Both forms are supported — with or without the prompt wrapper. Without the wrapper the model treats the entry as plain text-to-speech.

Format A — manifest (JSONL) — recommended for new datasets:

{"audio_filepath": "wavs/spk01_001.wav", "text": "A woman speaks warmly, \"Hello, how are you today?\""}
{"audio_filepath": "wavs/spk01_002.wav", "text": "Hello, how are you today?"}
{"audio_filepath": "wavs/spk02_001.flac", "text": "An exhausted father sighs, \"Sweetie, daddy is asking very nicely.\"", "duration": 4.7}

Fields: audio_filepath (or audio_path) is required, text (or transcript) is required, duration is optional.

Format B — tsv — simplest, one line per sample:

wavs/spk01_001.wav	A woman speaks warmly, "Hello, how are you today?"
wavs/spk01_002.wav	Hello, how are you today?

Format C — gemini_synthetic — ~-separated, used for prompted synthetic data:

id~speaker~lang~sr~samples~dur~phonemes~text
spk01_001~spk01~en~24000~93000~3.875~_~A woman speaks warmly, "Hello, how are you today?"

Format D — libriheavy — ~-separated, for unprompted text-only data:

id~speaker~lang~samples~dur_ms~phonemes~text
spk01_001~spk01~en~93000~3875~_~Hello, how are you today?

2. Preprocess

python src/preprocess.py \
  --dataset-type manifest \
  --index your_data.jsonl \
  --audio-dir /path/to/wavs \
  --output-dir /path/to/preprocessed/ \
  --checkpoint /path/to/dramabox-audio-components.safetensors \
  --gemma-root /path/to/gemma-3-12b-it-bnb-4bit/ \
  --max-duration 20.0 --min-duration 2.0

Output layout (training-ready .pt files):

preprocessed/
├── audio_latents/sample_*.pt     # Audio VAE-encoded latents
├── conditions/sample_*.pt        # Gemma text embeddings
└── latents/sample_*.pt           # Dummy video latents (placeholder)

3. Train

Copy configs/training_args.example.yaml, point data_dir / speaker_index at your preprocessed output, set checkpoint + full_checkpoint to the DramaBox files, then launch with HuggingFace accelerate. Any flag passed on the CLI overrides the YAML.

accelerate launch src/train.py \
  --config configs/training_args.example.yaml

The trainer attaches a fresh LoRA to the audio branch on top of the DramaBox checkpoint. LoRA targets: audio_attn1.{to_q,to_k,to_v,to_out.0} + audio_ff.{net.0.proj,net.2} × 48 transformer blocks (288 LoRA pairs total).
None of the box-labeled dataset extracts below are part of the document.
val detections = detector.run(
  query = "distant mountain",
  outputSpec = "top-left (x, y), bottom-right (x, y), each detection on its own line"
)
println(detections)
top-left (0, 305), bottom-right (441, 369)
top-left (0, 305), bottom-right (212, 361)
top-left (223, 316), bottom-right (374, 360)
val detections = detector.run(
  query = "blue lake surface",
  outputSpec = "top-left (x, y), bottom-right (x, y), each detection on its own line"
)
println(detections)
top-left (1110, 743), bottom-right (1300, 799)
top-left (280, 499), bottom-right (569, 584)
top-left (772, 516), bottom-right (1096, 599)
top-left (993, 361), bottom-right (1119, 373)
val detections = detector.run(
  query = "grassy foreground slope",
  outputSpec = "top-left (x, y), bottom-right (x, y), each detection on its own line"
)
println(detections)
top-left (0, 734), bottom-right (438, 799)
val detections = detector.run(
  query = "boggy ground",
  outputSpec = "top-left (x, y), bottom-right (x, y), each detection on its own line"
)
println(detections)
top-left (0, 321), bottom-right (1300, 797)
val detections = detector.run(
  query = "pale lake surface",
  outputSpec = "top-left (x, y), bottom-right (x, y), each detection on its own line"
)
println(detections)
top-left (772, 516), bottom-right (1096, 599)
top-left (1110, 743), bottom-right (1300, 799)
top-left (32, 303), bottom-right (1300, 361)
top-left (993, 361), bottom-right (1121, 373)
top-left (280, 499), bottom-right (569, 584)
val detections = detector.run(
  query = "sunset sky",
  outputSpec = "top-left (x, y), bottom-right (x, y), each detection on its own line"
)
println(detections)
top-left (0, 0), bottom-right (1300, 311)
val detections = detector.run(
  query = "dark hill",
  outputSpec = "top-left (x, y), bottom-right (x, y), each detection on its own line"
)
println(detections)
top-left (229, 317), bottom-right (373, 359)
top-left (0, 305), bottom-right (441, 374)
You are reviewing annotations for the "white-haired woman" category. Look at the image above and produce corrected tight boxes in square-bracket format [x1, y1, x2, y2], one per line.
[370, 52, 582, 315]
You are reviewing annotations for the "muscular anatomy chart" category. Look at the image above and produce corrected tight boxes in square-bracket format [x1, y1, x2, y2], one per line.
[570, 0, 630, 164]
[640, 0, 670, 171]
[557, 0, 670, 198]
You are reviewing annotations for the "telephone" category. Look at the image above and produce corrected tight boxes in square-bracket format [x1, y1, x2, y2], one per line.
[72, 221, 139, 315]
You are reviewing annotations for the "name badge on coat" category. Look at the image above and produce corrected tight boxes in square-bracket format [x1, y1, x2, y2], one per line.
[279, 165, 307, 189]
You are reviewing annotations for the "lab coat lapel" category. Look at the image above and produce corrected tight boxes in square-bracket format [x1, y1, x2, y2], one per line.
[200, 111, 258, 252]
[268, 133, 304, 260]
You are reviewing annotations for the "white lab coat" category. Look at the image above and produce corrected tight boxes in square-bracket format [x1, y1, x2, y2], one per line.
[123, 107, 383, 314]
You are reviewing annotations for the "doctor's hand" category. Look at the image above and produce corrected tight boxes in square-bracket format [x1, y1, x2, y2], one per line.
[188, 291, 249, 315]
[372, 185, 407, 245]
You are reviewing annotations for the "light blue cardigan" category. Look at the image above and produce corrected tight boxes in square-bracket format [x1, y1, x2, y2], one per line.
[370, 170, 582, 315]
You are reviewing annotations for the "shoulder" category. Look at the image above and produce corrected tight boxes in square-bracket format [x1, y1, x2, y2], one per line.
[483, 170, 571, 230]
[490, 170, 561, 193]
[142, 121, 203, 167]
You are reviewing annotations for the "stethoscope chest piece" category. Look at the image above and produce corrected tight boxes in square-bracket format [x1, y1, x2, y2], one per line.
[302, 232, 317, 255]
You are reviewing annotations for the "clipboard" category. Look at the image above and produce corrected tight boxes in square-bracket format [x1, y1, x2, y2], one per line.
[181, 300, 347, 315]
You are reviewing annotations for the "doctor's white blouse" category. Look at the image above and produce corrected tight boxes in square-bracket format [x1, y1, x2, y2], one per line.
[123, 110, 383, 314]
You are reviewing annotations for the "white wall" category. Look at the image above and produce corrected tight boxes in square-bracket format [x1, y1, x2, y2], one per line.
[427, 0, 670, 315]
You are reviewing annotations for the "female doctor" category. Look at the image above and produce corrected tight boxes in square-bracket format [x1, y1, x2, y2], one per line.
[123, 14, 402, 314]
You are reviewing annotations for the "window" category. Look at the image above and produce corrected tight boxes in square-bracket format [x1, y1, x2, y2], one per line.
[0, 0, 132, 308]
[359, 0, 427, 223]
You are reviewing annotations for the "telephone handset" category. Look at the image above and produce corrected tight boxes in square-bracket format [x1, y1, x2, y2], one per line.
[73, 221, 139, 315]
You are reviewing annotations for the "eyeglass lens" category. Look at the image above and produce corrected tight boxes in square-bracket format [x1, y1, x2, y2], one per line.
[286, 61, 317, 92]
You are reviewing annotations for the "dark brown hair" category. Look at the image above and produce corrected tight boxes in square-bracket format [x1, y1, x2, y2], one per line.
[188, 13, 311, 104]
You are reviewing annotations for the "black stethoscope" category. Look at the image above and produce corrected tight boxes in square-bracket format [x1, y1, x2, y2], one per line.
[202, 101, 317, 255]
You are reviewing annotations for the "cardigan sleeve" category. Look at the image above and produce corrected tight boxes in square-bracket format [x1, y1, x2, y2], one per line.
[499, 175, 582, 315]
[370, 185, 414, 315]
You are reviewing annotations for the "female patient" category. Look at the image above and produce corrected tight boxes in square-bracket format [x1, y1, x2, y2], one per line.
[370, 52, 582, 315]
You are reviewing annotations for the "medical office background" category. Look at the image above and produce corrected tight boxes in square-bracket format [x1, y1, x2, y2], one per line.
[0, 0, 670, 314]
Default rank 128 / alpha 128 / dropout 0.1, cosine LR schedule from 1e-4 with 500-step warmup over 10k steps.

To monitor training, set val_config: configs/val_config.example.yaml in your training YAML — src/validate.py is then spawned at every save step to generate one wav per speaker entry, so you can A/B listen during the run.

Inference with your trained LoRA

python src/inference.py \
  --lora /path/to/your/lora_step_5000.safetensors \
  --voice-sample reference.wav \
  --prompt 'A woman speaks warmly, "..."' \
  --output output.wav

Always load the LoRA at inference rather than pre-merging it — pre-merged checkpoints have produced degraded output in our runs.

Language

English.

License & acknowledgement

DramaBox is a Resemble AI fine-tune of LTX-2. Distributed under the LTX-2 Community License Agreement — see LICENSE. Thanks again to Lightricks for releasing the base model.